Similarly, on Tuesday, Mr. Walz was appealing to rural voters.

Earlier in the day, Mr. Walz donned a baseball cap emblazoned “Minnesota Grown” and a red and black hunting jacket at a family farm in Volant in Lawrence County to discuss the campaign’s plan to help rural Americans.

Planks included adding 10,000 health care professionals by offering scholarships, loan forgiveness and other benefits to doctors and nurses willing to work in rural areas; increasing access to emergency ambulances; expanding telemedicine by permanently extending Medicare coverage for benefits and doubling federal funding for equipment and technologies; and providing more funding for volunteer EMS programs to boost the number of ambulances serving rural communities.

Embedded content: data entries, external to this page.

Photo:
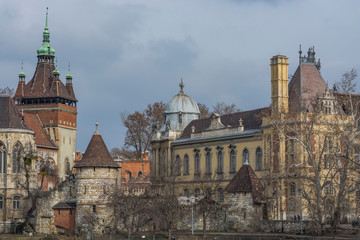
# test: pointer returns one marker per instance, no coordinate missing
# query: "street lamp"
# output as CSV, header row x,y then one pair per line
x,y
282,220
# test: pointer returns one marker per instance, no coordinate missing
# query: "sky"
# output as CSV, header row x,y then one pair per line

Other proposals would make it easier for new farmers to get federal loans, expand farmland protection programs, find new markets for agricultural products and help farmers sell their products, and support smaller farms against consolidation.

Mr. Walz talked about growing up on a farm in Nebraska and living in a small rural community. He said Ms. Harris’ home state of California was the largest agricultural state in the nation. And he talked about his efforts to champion agriculture when he served in the U.S. House before being elected governor of Minnesota.

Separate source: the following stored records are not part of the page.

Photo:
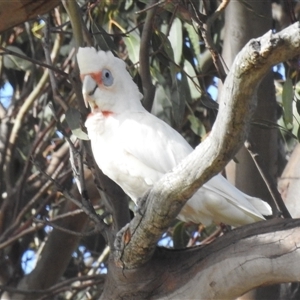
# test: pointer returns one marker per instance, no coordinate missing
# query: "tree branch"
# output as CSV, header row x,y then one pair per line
x,y
136,243
148,87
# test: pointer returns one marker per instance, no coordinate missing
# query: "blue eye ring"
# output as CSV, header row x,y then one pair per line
x,y
107,77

“The perspective I brought with me to Congress was I represented a rural district for 12 years where I worked across the aisle and was responsible for helping write three farm bills, expanding support for farmers and ranchers, expanding access to crop insurance and job training. That’s what we did.”

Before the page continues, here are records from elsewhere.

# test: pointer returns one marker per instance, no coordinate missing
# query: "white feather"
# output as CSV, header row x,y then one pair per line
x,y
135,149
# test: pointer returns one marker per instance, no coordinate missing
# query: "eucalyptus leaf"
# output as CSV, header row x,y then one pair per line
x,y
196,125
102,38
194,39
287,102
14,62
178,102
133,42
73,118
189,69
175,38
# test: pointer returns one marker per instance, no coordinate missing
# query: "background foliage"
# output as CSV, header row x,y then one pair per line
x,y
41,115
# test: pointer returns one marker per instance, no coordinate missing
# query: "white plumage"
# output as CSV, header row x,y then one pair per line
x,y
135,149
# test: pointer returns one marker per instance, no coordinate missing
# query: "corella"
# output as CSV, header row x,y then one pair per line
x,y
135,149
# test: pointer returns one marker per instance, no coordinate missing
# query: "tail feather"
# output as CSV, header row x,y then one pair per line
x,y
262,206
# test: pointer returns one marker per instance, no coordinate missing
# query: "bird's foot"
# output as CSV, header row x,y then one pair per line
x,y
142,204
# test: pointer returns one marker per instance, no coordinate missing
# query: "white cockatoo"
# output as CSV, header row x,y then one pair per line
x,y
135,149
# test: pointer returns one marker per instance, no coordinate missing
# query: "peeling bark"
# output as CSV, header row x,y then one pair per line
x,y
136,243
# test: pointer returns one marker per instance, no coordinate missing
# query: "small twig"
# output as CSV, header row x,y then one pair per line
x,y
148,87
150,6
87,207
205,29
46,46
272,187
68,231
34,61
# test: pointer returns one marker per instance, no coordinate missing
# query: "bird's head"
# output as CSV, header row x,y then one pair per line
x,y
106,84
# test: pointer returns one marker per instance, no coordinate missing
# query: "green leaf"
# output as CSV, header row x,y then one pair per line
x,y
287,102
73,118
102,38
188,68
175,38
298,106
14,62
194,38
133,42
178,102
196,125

Republican National Committee spokeswoman Anna Kelly pointed out that Ms. Harris voted against the new free trade agreement with Canada and Mexico, which contained provisions to expand U.S. agricultural exports.

“Rural Americans have long felt left behind by Kamala Harris’ weak, failed, dangerously liberal policies,” Ms. Kelly said. “Harris can try to rewrite history, but it’s too little, too late — rural voters are tired of being failed by Democrats, and they are lining up to support President Trump.”

Pennsylvania is hosting wall-to-wall candidates this week, with both major party nominees and their running mates visiting the nation’s most populous battleground state and President Joe Biden and first lady Jill Biden campaigning here, too.